Wood, aluminum, graphite, carbon, fat, skinney, whatever - it will do it all.
I have a Bliz, a Jo Jan multi, a Jo Jan single, A Bohning, and three or four other ones... but if I were going to do it all over again - I would just pay the $$ and buy a Bitz.


----------



## JayP (Dec 13, 2008)

I am looking to fletch my own arrows but strictly use blazer veins and a fixed blade broad head. I have been using the quick fletch and they have worked but want to try fletcing my own. I have been looking at the Bohning Blazer Helix for it's simplicity and cost. Will adding helical to my blazers help stabilize my arrow better?


----------



## gmtblazer (Dec 13, 2009)

Will adding helical to my blazers help stabilize my arrow better? 
YES,YES, and yes. i consider it a must with fixed broadheads.


----------



## MikeTN (Nov 2, 2004)

I have used most of the jigs out there.

Some work well, some well... work.

The two best out there in my opinion are the Bitz (DEFINITELY worth it for the Zenith upgrade as well) and the Bohning Blazer Helix.

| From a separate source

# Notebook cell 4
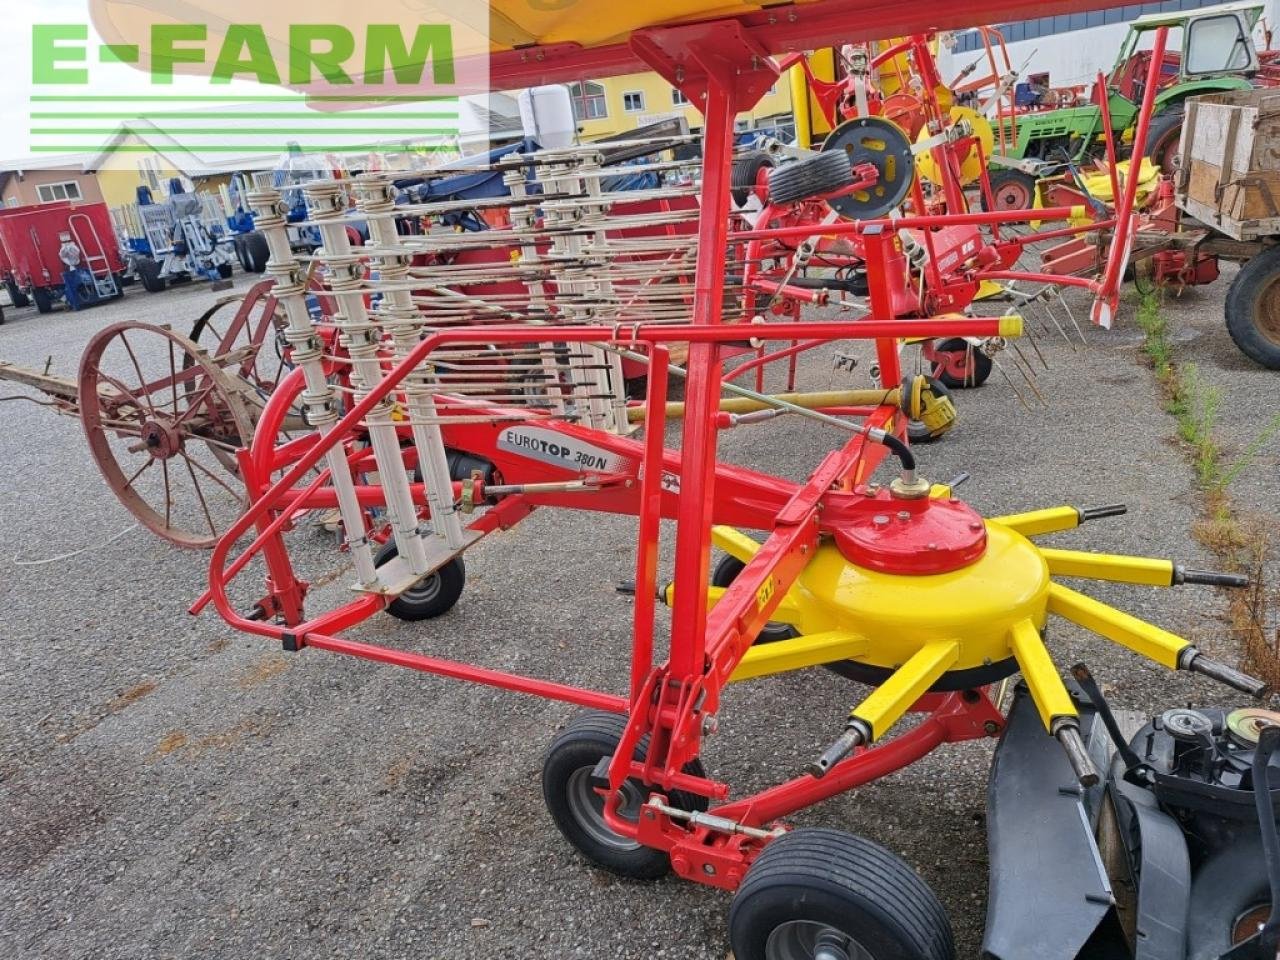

Bitz gives you more versatility. Can take more time to set up properly, but a great jig.

If you're only doing hunting arrows and shooting Blazers (or other high profile, short length vanes), the Helix is the way to go. It is super easy- no alignment or anything else to worry about and it flat out works.


----------



## granny (Dec 24, 2004)

Bitzenberger works great for me.


----------